Mora Katliamı'nda hayatını kaybedenler anıldı

1821 Mora Yarımadası'nda Türk Müslüman toplumuna uygulanan katliamın 202. yılı dolayısıyla Yunanistan'ın Edirne Konsolosluğu önünde anma programı düzenlendi.

TAKİP ET

Edirne Balkan Türkleri Federasyonu üyeleri, Mora Yarımadası'nda Müslüman Türklere yapılan katliamın 202'nci yılı nedeniyle Yunanistan Konsolosluğu önüne siyah çelenk bıraktı.

1821 yılında Mora Yarımadası'nda katledilen binlerce Müslüman Türk, Edirne'de Yunanistan Konsolosluğu önünde düzenlenen programla anıldı. Konsolosluk önüne siyah çelenk bırakan Edirne Balkan Türkleri Federasyonu üyeleri ve çevre illerden gelen üyeler, daha sonra ellerinde '202 yıllık acı Mora Katliamı unutmadık, unutturmayacağız yazılı dövizlerle basın açıklaması yaptı. Basın açıklamasını Edirne Balkan Türkleri Federasyonu adına Yönetim Kurulu Başkan Vekili Macit Mutlu okudu.

"Çocuk, kadın, hamile, yaşlı demeden acımasızca işkenceyle katletmişlerdir"

1821 öncesi Yunanistan toprakları içinde bulunan Mora Yarımadası'nda 80 binden den fazla Türk bulunduğunu söyleyen Edirne Balkan Türkleri Federasyonu Yönetim Kurulu Başkan Vekili Macit Mutlu, "Osmanlı Devletine karşı bağımsızlık amacıyla 1814 yılında kurdukları Philiki Eterya örgütü çok büyük katliamlar yaparak 1829 a kadar Mora da hiç Türk bırakmamıştır. Farklı etnik gruplardan insanların dostça yaşadığı topraklar kan gölüne döndürülmüştür. Philiki Eterya örgütü ilk önce Mayıs 1821 de Atina şehrinde 2 bin Türk'ü katletmiş, daha sonra 19 Ağustos 1821 de Nevarin şehrinde 3 bin Türkü katletmiş. ''Türklere ölüm'' sloganlarıyla 23 Eylül1821 Mora yarımadası Tripoliçe şehrinde savunmasız çocuk, kadın, hamile, yaşlı demeden, aralarında Yahudilerin de bulunduğu 40 bin Türkü hunharca acımasızca işkenceyle katletmişlerdir" dedi.

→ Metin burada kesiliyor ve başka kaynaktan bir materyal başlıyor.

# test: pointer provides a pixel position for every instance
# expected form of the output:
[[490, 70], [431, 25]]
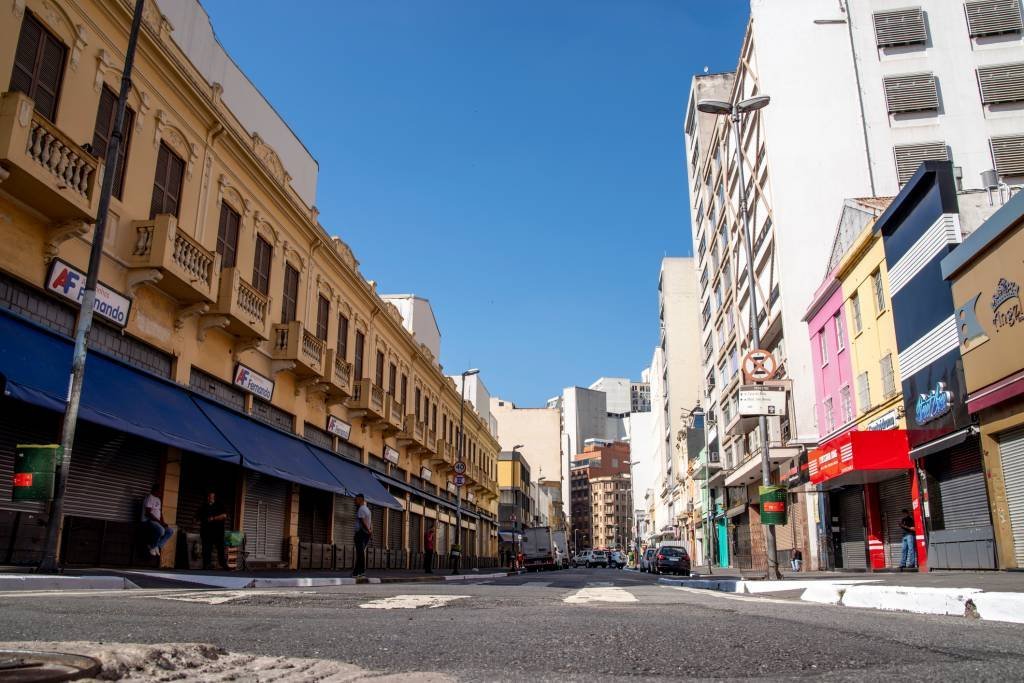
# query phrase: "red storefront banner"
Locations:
[[861, 451]]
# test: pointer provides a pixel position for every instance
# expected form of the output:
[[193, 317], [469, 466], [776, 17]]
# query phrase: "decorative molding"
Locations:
[[138, 276], [270, 160], [207, 323], [61, 232], [189, 311]]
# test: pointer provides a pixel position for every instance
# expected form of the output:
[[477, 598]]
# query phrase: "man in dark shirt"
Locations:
[[211, 528], [908, 558]]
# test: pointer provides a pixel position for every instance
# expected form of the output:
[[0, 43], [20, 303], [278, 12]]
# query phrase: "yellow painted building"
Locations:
[[236, 292]]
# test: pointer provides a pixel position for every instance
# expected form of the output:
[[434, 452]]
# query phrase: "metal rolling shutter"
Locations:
[[111, 473], [851, 520], [344, 520], [1012, 455], [415, 530], [266, 498], [394, 529], [22, 423], [962, 487], [894, 495]]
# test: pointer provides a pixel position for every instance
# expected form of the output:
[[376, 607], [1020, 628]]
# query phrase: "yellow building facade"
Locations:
[[232, 290]]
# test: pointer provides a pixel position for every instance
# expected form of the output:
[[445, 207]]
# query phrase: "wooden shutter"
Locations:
[[227, 236], [990, 17], [900, 27], [39, 62], [290, 299], [1001, 83], [167, 183], [261, 266], [323, 316], [105, 118]]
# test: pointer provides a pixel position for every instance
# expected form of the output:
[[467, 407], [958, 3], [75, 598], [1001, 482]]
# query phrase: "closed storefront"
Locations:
[[1012, 456], [266, 500]]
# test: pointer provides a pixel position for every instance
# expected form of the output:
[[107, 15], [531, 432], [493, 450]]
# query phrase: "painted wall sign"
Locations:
[[253, 382], [338, 427], [69, 283]]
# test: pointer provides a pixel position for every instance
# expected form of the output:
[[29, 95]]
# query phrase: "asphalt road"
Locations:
[[569, 625]]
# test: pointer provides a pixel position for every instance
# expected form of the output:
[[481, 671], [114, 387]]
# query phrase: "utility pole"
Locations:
[[54, 522]]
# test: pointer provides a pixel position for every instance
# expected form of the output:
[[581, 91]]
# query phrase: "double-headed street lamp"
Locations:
[[461, 449], [736, 112]]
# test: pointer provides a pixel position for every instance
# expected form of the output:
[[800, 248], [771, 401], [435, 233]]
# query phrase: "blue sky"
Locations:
[[519, 164]]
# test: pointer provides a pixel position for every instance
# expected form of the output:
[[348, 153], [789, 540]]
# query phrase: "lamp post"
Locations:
[[736, 113], [461, 450]]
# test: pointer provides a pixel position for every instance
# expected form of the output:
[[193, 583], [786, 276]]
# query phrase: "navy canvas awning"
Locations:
[[36, 366], [355, 478], [267, 451]]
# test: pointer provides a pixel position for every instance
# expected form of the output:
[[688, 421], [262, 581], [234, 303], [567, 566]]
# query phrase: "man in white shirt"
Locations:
[[364, 534], [153, 516]]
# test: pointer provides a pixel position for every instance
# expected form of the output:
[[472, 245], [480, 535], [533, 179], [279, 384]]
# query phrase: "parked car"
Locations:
[[672, 557], [647, 559], [597, 558]]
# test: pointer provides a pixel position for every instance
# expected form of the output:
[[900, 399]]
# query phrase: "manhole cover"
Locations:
[[30, 667]]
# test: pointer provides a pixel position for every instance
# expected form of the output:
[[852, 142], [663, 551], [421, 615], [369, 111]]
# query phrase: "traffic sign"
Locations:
[[759, 366]]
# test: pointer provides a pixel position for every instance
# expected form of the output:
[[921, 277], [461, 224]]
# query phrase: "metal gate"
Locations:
[[894, 497], [1012, 455], [851, 521], [266, 500]]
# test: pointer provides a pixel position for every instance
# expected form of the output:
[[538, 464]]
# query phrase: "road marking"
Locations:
[[600, 594], [412, 601]]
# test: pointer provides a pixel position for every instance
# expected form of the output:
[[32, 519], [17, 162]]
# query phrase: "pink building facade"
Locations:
[[835, 399]]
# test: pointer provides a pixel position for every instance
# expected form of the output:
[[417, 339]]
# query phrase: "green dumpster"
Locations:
[[35, 466]]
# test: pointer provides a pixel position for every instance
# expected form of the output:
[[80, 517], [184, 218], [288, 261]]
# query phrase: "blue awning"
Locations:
[[36, 365], [355, 478], [267, 451]]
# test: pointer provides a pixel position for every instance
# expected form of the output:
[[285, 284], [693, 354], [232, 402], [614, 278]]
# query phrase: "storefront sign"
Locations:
[[253, 382], [933, 404], [887, 421], [338, 427], [757, 400], [69, 283]]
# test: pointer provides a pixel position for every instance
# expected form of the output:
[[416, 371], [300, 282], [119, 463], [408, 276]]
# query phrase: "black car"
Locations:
[[672, 559]]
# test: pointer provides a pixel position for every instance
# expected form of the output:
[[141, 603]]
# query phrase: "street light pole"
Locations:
[[736, 112], [54, 521]]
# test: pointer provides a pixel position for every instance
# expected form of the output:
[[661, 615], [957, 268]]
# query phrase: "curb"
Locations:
[[49, 583]]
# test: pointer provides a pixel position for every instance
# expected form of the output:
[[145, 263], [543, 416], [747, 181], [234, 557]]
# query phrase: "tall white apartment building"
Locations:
[[861, 92]]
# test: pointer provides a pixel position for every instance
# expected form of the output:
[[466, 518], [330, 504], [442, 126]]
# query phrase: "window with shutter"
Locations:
[[909, 157], [1008, 155], [911, 92], [261, 265], [360, 343], [342, 337], [991, 17], [105, 118], [167, 183], [290, 296], [39, 62], [227, 236], [323, 316], [1001, 83], [900, 27]]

Canlı Türk kalmayınca kan ile beslenen bu canilerin bu sefer de Türk mezarlarından ölülerin kemiklerini çıkarıp yaktığını ifade eden Mutlu, "Yunan din adamları Türklerin öldürülmesini teşviki için kiliselerde çan çalıyordu. Bu vahşi katliama direnme çağrısında bulunan Tripoliçe Kadısı Halim Efendi, Barbar çeteciler tarafından üzerine kızgın yağ dökülüp yakılarak katledildi. Rumlar katliamda kesilen kafaları piramit haline getirip gösteriler yapıyordu. Amerikalı tarihçi Justin McCarthy, şu sözlerle dikkat çekmişti: ''Üç gün boyunca zavallı Türk yerleşimciler, bir vahşiler güruhunun şehvetine ve zulmüne teslim edildiler. Ne cinsiyet ne de yaş ayırt edilmedi. Kadınlar çocuklar dahi öldürülmeden önce işkenceden geçirildiler. Kıyım öyle büyük ölçüde idi ki çetecilerin liderinin kendi bile; ''Kasabaya girdiğimde Yukarı Hisar kapısından başlayarak Tripolice meydanına kadar, atımın nalları hiç yere değmedi ' demektedir" şeklinde açıklamada bulundu.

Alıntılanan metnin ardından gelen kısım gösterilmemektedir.